Le parole della consigliera comunale

R.P.

PERUGIA –  «A Perugia mancava una rievocazione storica nonostante l’Umbria sia una delle regioni italiane più ricche di rievocazioni e tutte le iniziative che promuovono la promuovono sono importanti momenti di arricchimento culturale ed economico per la nostra città»: ad affermarlo è la consigliera comunale Emanuela Mori. «Perugia 1416 – continua Mori – è una festa per la città e, quindi, come tale da difendere. In questa campagna elettorale la sinistra sembra più concentrata a distruggere tutto ciò che è stato creato in questi 10 anni, piuttosto che fare proposte costruttive e proiettate verso strategie future».

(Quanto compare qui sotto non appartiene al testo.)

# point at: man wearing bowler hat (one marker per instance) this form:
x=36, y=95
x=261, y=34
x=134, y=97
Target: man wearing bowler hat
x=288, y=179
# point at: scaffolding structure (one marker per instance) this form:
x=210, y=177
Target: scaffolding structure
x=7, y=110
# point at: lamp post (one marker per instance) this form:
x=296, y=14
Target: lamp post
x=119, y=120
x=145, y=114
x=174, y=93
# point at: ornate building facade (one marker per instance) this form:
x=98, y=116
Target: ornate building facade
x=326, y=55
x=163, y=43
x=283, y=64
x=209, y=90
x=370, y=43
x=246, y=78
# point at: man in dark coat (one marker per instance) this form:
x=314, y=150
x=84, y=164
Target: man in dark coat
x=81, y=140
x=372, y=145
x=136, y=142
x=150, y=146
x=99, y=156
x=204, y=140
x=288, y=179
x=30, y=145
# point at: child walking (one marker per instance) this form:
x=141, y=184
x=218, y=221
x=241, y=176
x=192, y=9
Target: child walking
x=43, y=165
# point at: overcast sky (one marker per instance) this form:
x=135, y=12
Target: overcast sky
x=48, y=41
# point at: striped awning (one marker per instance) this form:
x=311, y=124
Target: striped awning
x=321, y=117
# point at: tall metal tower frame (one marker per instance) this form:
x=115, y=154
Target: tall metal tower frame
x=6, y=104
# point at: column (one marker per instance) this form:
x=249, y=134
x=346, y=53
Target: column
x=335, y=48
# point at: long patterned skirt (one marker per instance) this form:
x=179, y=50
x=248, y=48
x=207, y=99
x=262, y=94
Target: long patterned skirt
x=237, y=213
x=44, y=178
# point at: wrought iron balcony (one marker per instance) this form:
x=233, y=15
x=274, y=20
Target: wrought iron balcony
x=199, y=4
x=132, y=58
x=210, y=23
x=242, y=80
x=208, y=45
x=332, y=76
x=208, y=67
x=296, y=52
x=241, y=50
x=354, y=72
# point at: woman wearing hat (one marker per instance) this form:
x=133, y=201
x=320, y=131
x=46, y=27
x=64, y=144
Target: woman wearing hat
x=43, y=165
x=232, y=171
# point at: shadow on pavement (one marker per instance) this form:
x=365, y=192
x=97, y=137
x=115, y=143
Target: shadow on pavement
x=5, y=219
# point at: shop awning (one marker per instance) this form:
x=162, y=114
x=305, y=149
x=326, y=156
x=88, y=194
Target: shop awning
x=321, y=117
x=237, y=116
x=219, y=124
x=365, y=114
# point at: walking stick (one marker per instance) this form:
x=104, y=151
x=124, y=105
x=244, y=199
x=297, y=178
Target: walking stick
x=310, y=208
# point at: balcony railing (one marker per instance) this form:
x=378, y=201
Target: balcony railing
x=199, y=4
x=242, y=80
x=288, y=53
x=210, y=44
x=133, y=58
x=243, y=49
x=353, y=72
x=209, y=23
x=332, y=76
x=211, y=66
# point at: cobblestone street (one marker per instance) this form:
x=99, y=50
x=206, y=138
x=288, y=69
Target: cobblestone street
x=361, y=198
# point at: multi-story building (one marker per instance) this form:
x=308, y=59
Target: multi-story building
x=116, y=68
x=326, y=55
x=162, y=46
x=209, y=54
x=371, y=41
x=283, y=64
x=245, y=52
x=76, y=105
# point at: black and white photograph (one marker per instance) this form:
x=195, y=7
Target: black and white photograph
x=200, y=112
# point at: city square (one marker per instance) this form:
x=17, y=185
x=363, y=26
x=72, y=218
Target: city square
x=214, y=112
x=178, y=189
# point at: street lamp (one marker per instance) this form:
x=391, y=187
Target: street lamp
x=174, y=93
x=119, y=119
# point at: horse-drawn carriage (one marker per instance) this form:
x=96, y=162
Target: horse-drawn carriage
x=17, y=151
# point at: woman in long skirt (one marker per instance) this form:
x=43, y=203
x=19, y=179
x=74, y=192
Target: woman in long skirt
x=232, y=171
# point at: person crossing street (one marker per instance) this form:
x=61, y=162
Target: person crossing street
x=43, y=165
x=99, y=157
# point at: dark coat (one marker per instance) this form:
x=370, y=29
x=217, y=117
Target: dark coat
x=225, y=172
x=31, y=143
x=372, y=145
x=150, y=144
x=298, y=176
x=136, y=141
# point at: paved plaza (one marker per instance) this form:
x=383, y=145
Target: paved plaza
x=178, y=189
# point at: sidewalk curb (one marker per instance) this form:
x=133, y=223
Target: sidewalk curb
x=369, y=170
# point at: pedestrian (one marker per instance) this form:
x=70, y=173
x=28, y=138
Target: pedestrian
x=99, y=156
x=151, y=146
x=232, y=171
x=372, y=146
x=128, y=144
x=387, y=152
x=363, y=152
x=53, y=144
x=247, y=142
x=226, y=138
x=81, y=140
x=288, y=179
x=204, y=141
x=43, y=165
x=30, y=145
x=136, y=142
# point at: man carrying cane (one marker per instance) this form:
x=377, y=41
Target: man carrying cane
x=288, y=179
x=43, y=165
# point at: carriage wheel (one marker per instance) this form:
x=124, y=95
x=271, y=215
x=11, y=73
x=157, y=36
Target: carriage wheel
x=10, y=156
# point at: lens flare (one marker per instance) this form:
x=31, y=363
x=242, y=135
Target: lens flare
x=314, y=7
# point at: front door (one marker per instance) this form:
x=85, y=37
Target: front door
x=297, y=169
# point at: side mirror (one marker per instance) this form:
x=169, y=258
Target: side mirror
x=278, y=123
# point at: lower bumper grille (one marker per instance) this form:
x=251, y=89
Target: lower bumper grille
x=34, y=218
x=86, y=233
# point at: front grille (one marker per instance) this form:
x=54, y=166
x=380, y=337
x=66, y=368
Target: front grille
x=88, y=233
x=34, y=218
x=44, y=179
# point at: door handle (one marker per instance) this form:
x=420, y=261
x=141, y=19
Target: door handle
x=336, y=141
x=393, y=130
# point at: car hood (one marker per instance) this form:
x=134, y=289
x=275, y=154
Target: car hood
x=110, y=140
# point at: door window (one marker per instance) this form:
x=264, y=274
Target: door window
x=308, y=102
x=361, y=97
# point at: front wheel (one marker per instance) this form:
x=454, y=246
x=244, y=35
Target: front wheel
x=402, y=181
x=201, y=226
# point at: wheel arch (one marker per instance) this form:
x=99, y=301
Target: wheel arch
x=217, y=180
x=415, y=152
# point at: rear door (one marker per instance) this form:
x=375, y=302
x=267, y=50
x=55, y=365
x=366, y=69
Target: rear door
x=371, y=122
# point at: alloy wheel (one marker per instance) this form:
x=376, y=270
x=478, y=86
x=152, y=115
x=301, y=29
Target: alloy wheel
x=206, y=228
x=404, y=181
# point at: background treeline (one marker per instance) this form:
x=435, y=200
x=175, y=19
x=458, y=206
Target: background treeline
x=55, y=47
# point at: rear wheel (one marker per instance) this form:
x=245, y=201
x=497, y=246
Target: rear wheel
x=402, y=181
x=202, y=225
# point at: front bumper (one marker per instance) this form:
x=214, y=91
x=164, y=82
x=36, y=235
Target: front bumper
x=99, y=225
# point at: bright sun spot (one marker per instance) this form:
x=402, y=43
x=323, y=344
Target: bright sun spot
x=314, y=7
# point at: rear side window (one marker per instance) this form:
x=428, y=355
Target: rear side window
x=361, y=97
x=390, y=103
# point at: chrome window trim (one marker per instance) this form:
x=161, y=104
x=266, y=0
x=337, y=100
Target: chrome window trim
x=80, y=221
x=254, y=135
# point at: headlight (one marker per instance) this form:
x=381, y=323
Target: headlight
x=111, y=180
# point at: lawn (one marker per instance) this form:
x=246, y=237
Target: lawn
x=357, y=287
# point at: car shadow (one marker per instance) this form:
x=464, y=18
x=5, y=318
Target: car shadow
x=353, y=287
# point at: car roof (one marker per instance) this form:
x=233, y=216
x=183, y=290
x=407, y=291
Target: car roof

«Tra le tante cose da rinnegare, la prima vittima sarà Perugia 1416 – prosegue la consigliera – la manifestazione voluta e sviluppata dall’amministrazione Romizi con la saggia regia dell’imprenditrice Teresa Severini, attualmente presidente della Fondazione che organizza l’evento. Più di 1000 cittadini impegnati e una città che ha riscoperto le sue radici medievali e la propria appartenenza ai 5 Rioni, aggregando persone e unendo la città entro e fuori le mura in una crescente partecipazione». «La sinistra – conclude Mori – ha sempre mal digerito il successo della manifestazione e nel programma della loro candidata si evince il poco apprezzamento per l’evento che ha rinforzato il legame del popolo perugino alla sua storia a cui si aggiungono le aspre critiche che in una recente intervista l’ha definita “di bassa qualità, senza alcuna attrattività turistica”».